Notre point de vue est le suivant :

Les activités OTC actuelles sont devenues une « activité à faible rendement, avec une forte probabilité d’inculpation ». Lorsque vous acceptez un risque pénal supérieur à 90 % pour un profit de 1 %, cette décision commerciale est totalement irrationnelle.

04 Conclusion : Conseils de conformité pour les avocats Web3

Si les acteurs OTC doivent continuer à œuvrer dans ce domaine, ils doivent impérativement établir une barrière de conformité professionnelle. Plus précisément, cela inclut, mais sans s’y limiter :

(1) La mise en œuvre extrême du KYC. Il ne suffit pas de vérifier la pièce d’identité, mais il faut également vérifier la preuve de la légalité des fonds.

(2) La transparence des parcours de transaction. Éviter autant que possible l’utilisation d’outils de communication susceptibles d’être présumés « échapper à la régulation » pour échanger les étapes clés de la transaction.

(3) La séparation physique des pools de fonds. Distinguer strictement les fonds personnels et professionnels, afin de réduire le risque de « saisie de toute la famille en cas d’affaire ».

(4) La conservation d’une chaîne de preuve complète. Incluant le contexte de la transaction, les enregistrements de communication, les déclarations fournies par l’autre partie, comme preuve en cas de « non-connaissance subjective » future.

La « nouvelle politique » du secteur des cryptomonnaies en 2025 n’est pas une évolution légale, mais une mise à niveau complète de la logique d’application.
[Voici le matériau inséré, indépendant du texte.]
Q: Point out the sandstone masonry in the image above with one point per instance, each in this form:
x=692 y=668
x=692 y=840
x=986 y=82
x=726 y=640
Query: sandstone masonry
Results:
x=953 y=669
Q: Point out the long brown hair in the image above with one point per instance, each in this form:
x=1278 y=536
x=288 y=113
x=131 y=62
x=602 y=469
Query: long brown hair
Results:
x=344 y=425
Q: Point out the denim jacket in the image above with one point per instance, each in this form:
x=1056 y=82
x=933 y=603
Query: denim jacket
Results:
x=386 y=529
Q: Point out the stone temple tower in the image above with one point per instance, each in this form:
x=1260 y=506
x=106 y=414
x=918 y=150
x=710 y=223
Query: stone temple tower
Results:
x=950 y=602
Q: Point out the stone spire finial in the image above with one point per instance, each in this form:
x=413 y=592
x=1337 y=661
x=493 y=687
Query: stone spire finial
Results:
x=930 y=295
Les commerçants OTC doivent prendre conscience que la logique sous-jacente de cette activité est passée du « pilotage par les ressources » à « la gestion des risques ». Dans un contexte où la régulation est plus stricte que jamais, la conformité légale n’est plus une simple formule, mais la seule condition d’accès pour continuer à rester dans la partie.